Dilafor has completed a clinical phase I study with DF02, a new drug to be developed against severe malaria. The results prove that DF02 is safe and well tolerated in all of the tested dose levels at single dose and multiple dosing (nine doses during three days). In addition, the results show that the drug is suitable for intravenous injection, which is the only way to treat patients with the most severe form of malaria.

- We are happy with the outcome of this Phase I study. These results enable us to develop DF02 further and we will now prepare for the next clinical studies in Phase II. The potential drug DF02 shows great promise in solving the important medical need present in developing countries, but there is also an increasing need in the rest of the world, says Anders Åsell, CEO of Dilafor.
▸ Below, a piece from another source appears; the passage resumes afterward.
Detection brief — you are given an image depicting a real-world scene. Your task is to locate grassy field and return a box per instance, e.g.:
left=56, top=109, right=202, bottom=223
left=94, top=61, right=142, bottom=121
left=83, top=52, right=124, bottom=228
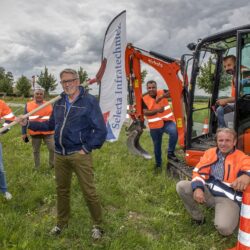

Severe anaemia, respiratory problems and encephalopathy are common and life-threatening consequences of serious malaria infection. The diseases are caused when the malaria parasite P. falciparium infects red blood cells, which then accumulate in large amounts, blocking the flow of blood in the capillaries of the brain and other organs. Dilafor is developing a new malaria treatment - DF02 - that reduces the blocking of the capillaries and also releases those blood cells that are already bound. The hope is that the treatment will normalize the blood flow.

The Phase I study was conducted during 2009 on 33 healthy men at Northwick Park Hospital in London, England. No severe adverse effects have been reported. Analyses of the pharmacokinetics and pharmacodynamics are currently taking place. The study was randomized, double blind, and placebo controlled.